I’ve come to very much enjoy the translation effort by those who did the NET Bible. Now having a sense of the languages, I’ve come to appreciate the exhaustive translator notes. It’s a great thing to read the thought-processes of these really smart folks and to understand how it is they come to their conclusions.
Such was the case this morning. Been reading through 1 Samuel. Reading through the interaction with David and Jonathan and Saul’s anger/bitterness.
In the midst of Jonathan protecting David for the umpteenth time, 1 Sam 20:30 in the NET Bible:
Saul became angry with Jonathan38 and said to him, “You stupid traitor!39 Don’t I realize that to your own disgrace and to the disgrace of your mother’s nakedness you have chosen this son of Jesse?

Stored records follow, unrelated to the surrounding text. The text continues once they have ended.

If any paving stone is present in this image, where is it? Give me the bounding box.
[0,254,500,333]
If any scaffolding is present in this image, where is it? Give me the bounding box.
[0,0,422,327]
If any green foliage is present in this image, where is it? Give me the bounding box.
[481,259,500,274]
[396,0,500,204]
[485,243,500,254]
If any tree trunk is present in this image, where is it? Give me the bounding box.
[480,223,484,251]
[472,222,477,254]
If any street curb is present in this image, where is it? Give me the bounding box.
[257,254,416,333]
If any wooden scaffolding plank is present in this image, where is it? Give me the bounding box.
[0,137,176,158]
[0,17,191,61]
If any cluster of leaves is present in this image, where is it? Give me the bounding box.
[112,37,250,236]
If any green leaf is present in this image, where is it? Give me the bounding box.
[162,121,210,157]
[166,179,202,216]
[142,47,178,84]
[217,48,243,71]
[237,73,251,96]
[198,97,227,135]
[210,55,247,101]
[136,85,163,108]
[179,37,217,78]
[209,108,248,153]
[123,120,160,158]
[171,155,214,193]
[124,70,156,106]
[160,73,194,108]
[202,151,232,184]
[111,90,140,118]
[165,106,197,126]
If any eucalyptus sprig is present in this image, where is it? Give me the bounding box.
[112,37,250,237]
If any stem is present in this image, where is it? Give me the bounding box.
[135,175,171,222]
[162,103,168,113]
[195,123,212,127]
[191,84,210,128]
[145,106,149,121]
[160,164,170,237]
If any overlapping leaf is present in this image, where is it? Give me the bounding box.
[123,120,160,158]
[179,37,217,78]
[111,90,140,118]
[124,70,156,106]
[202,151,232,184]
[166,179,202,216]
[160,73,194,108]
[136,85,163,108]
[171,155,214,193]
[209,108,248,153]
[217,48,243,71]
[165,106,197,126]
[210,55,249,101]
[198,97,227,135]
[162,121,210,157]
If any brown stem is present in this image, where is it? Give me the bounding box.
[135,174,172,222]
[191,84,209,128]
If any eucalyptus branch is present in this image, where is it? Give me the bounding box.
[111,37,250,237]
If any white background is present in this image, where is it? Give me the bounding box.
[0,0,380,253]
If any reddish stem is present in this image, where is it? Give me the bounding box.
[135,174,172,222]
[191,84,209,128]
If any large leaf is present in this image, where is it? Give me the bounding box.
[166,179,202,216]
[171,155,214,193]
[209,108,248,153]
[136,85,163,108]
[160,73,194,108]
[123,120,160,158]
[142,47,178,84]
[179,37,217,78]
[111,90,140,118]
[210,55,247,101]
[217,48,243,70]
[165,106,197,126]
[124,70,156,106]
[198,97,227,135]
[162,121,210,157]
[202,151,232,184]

The great part of the NET Bible now comes out. (“tn” stands for translator note) Note 39 down below reads as follows:
39tn Heb “son of a perverse woman of rebelliousness.” But such an overly literal and domesticated translation of the Hebrew expression fails to capture the force of Saul’s unrestrained reaction. Saul, now incensed and enraged over Jonathan’s liaison with David, is actually hurling very coarse and emotionally charged words at his son. The translation of this phrase suggested by Koehler and Baumgartner is “bastard of a wayward woman” (HALOT 796 s.v. עוה), but this is not an expression commonly used in English. A better English approximation of the sentiments expressed here by the Hebrew phrase would be “You stupid son of a bitch!” However, sensitivity to the various public formats in which the Bible is read aloud has led to a less startling English rendering which focuses on the semantic value of Saul’s utterance (i.e., the behavior of his own son Jonathan, which he viewed as both a personal and a political betrayal [= “traitor”]). But this concession should not obscure the fact that Saul is full of bitterness and frustration. That he would address his son Jonathan with such language, not to mention his apparent readiness even to kill his own son over this friendship with David (v. 33), indicates something of the extreme depth of Saul’s jealousy and hatred of David.
I seriously enjoy that they don’t pull any punches. For the person who doesn’t know Hebrew, this kind of info is invaluable. It brings out the subtlety of the languages.